Prognostic factors and seizure outcome in posterior reversible encephalopathy syndrome (PRES) in children with hematological malignancies and bone marrow failure: A retrospective monocentric study

Authors

DANHOFER Pavlína HABALOVÁ Michaela ČERNÁ Dáša ZAPLETALOVÁ Danica HORÁK Ondřej AULICKÁ Štefánia JUŘÍKOVÁ Lenka DOMANSKÝ Jiří KOVALČÍKOVÁ Petra PAVLÍK Tomáš ŠTĚRBA Jaroslav OŠLEJŠKOVÁ Hana

Year of publication 2019
Type Article in Periodical
Magazine / Source Seizure-European journal of epilepsy
MU Faculty or unit

Faculty of Medicine

Citation
Web http://dx.doi.org/10.1016/j.seizure.2019.08.007
Doi http://dx.doi.org/10.1016/j.seizure.2019.08.007
Keywords PRES; Children; Oncology; Seizure; MRI; Prognosis
Description Purpose: The aim of this study was to evaluate seizure outcome in children with hematological malignancies and PRES and to identify prognostic factors that could help manage the syndrome.

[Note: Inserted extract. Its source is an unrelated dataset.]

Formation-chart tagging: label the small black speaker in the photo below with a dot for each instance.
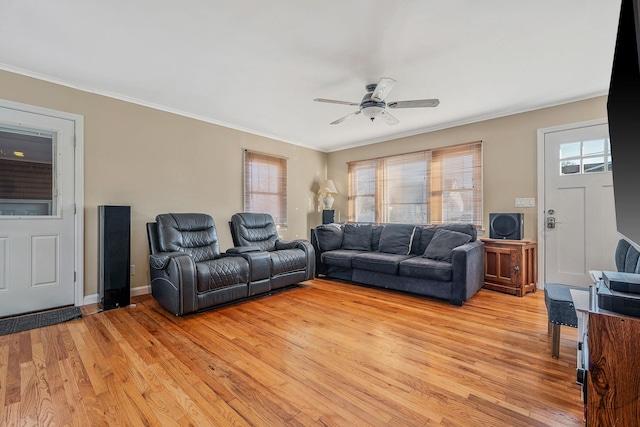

Method: We retrospectively reviewed the report data of 21 patients diagnosed with hematological malignancy or aplastic anemia and PRES between 2008 and 2018. Basic demographic data, oncology treatment, presympto-matic hypertension before PRES manifestation, neurological status, seizure type, and EEG and MRI findings at PRES onset and at the one-year follow-up visit were studied. Patients who developed remote symptomatic seizures or epilepsy were identified. Results: We included 21 children (11 females and 10 males) in the study. Sixteen patients (76.2%) were diagnosed with ALL and the rest individually with AML, CML, T-lymphoma, Burkitt lymphoma, and severe aplastic anemia. Presymptomatic hypertension (PSH) was evaluated in 19 patients and was present in 18 (94.7%). The duration was 9 h and more in 16 patients (88.8%); the severity was grade II in 12 patients (66.7%). Seizures as the initial symptom of PRES were present in 17 patients (80.9%). Four patients (19.0%) were assessed with remote symptomatic seizures. Two of them (9.5%) had ongoing seizures at the one-year follow-up visit and were diagnosed with epilepsy. The presence of gliosis on follow-up MRI indicated worse outcome with development of epilepsy (without statistical significance). Conclusions: PRES syndrome has an overall good prognosis and the evolution to epilepsy is rare. The severity and duration of PSH or seizure severity and EEG findings at PRES onsetwere not associated with worse neurological outcomes in this study.